Instructions to reproduce neural experiments from Self-Play PSRO: Toward Optimal Populations in Two-Player Zero-Sum Games
First see installation documentation for setting up the dev environment.
Experiment details and hyperparameters are organized in uniquely named Scenarios
. When launching a learning script, you will generally specify a scenario name as a command-line argument. Experiment scenarios are defined in grl/rl_apps/scenarios/catalog.
Our PSRO/APSRO/SP-PSRO implementation consists of multiple scripts that are launched on separate terminals:
- The manager script (to track the population and, for PSRO, track the payoff table and launch empirical payoff evaluations)
- Scripts to run RL best response learners for each of the 2 players
The manager acts as a server that the best response learners connect to via gRPC.
(tmux with a nice configuration is useful for managing and organizing many terminal sessions)

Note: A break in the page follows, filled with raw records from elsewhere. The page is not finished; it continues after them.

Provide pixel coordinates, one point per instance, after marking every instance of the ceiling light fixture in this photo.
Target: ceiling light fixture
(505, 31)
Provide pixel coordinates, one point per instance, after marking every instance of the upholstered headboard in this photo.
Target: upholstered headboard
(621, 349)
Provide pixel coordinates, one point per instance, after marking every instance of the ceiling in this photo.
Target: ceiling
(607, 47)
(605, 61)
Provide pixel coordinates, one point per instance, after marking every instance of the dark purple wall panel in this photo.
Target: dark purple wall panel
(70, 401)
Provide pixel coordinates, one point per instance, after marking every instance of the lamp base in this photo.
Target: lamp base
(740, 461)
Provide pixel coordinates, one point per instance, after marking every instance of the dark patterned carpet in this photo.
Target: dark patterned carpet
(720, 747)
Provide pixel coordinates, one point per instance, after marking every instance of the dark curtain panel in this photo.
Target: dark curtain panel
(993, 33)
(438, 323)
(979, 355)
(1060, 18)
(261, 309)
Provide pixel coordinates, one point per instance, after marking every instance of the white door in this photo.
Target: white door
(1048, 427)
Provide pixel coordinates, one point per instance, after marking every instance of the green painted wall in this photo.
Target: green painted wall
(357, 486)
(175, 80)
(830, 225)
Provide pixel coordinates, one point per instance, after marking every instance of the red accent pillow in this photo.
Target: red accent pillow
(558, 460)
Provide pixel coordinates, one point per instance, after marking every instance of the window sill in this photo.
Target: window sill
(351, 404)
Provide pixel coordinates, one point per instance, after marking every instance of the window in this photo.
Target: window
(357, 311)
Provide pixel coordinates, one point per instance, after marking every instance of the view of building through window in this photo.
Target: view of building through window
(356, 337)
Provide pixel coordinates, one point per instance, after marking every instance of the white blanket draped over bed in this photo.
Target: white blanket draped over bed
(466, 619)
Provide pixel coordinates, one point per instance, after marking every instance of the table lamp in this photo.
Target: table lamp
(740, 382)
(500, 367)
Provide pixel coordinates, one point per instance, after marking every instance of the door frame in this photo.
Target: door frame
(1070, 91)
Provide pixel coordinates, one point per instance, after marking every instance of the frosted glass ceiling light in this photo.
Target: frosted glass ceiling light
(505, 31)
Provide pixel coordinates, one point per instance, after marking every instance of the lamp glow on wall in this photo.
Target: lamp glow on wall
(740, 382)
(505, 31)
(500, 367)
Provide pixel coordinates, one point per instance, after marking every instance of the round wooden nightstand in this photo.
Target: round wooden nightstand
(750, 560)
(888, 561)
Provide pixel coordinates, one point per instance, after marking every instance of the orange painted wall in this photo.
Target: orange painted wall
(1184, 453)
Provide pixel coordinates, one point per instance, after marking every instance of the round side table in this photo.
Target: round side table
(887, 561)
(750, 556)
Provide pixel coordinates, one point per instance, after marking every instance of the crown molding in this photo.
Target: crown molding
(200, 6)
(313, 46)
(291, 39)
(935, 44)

# from the repository root
cd grl/rl_apps/psro
python general_psro_manager.py --scenario <my_scenario_name>
# in a 2nd terminal
cd grl/rl_apps/psro
python general_psro_br.py --player 0 --scenario <same_scenario_as_manager> --instant_first_iter
# in a 3rd terminal
cd grl/rl_apps/psro
python general_psro_br.py --player 1 --scenario <same_scenario_as_manager> --instant_first_iter
# from the repository root
cd grl/rl_apps/psro
python general_psro_manager.py --scenario <my_scenario_name>
# in a 2nd terminal
cd grl/rl_apps/psro
python anytime_psro_br_both_players.py --scenario <my_scenario_name> --instant_first_iter
# from the repository root
cd grl/rl_apps/psro
python general_psro_manager.py --scenario <my_scenario_name>
# in a 2nd terminal
cd grl/rl_apps/psro
python self_play_psro_avg_policy_br_both_players.py --scenario <my_scenario_name> --instant_first_iter
If launching each of these scripts on the same computer, the best response scripts will automatically connect to a manager running the same scenario/seed on a randomized port defined by the manager in \tmp\grl_ports.json
. Otherwise, pass the --help
argument to these scripts to see options for specifying hosts and ports.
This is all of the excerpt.